My adult son was apparently diagnosed with Aspergers many years ago (my ex-wife never bothered to tell me). He was socially isolated throughout his school years and was also bullied to some extent for being identifiably different to his peers.
He has ended up with a bunch of mental health challenges and after becoming suicidal because of the expectations and pressure (from the school he was in) has been seeing a psychologist and a therapist for his depression.
Despite suppressing my own feelings as a strategy to get me through life, I have my own "issues".
Such honest and heart felt replies.....I feel lonely most of the time and it can hurt a great deal.
i have times when I do connect.....and that hurts too, at times, just because it can make the loneliness even more stark.

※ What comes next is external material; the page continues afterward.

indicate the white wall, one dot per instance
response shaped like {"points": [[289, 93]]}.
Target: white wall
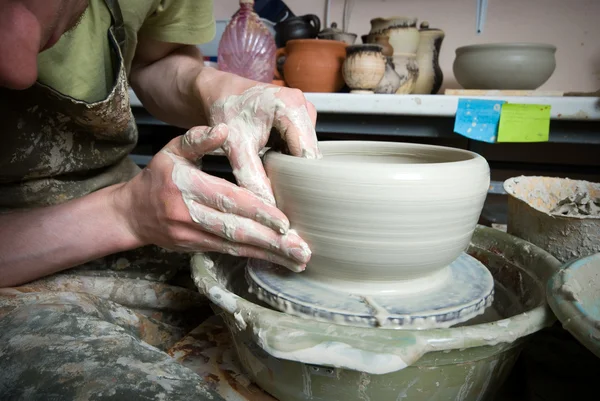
{"points": [[573, 26]]}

i feel connected here...but then that puts even more sharply into frame my isolation offline x
I’m sorry to hear that your son has previously experienced suicidal feelings. If he is ever unable to cope with distress or despair in the future, it’s very important he tells someone about his feelings or thoughts of suicide. He should call his GP and make an urgent appointment. His GP would make sure he gets appropriate help and support.
If it’s outside GP hours he could call 111 to reach the NHS 111 service: http://www.nhs.uk/NHSEngland/AboutNHSservices/Emergencyandurgentcareservices/Pages/NHS-111.aspx
The Samaritans also provide confidential non-judgemental emotional support, 24 hours a day on 116 123, or by email on email@example.com.
MIND have information pages on coping with self harm or suicidal feelings based on the experiences of people who’ve been through it that he may find helpful.
If he is ever very close to doing something to hurt himself he should call 999 or go to his nearest A&E department. There should be someone there to support him and make sure he gets ongoing support.
If you or your son need help with an autism related issue, our helpline can be emailed on firstname.lastname@example.org or they’re open Monday to Thursday 10am-4pm and Friday 9am-3pm on 0808 800 4104.
Thank you for your concern, but my adult son lives overseas with his mother, so the NHS is a bit irrelevant.
I did try calling the helpline myself to find out about what resources might be available to an adult with likely Aspergers (me), but after ten minutes on hold I was cut off by the automated systems.
I might try email in future. Thanks.
I have spent years living with a ten-year-old's solution to that: putting up walls to the extent that you aren't even aware of what you're feeling half the time. On the plus side, it allowed me to function out in the world, and I could surmount challenges that might have stymied me if I'd let those troublesome feelings get in the way.
Of course, with this sudden realisation of ASD, those walls are crumbling a bit, and it's not very pretty. At least it hasn't gotten bad enough to start carrying a Samaritans card around in my wallet again, just in case.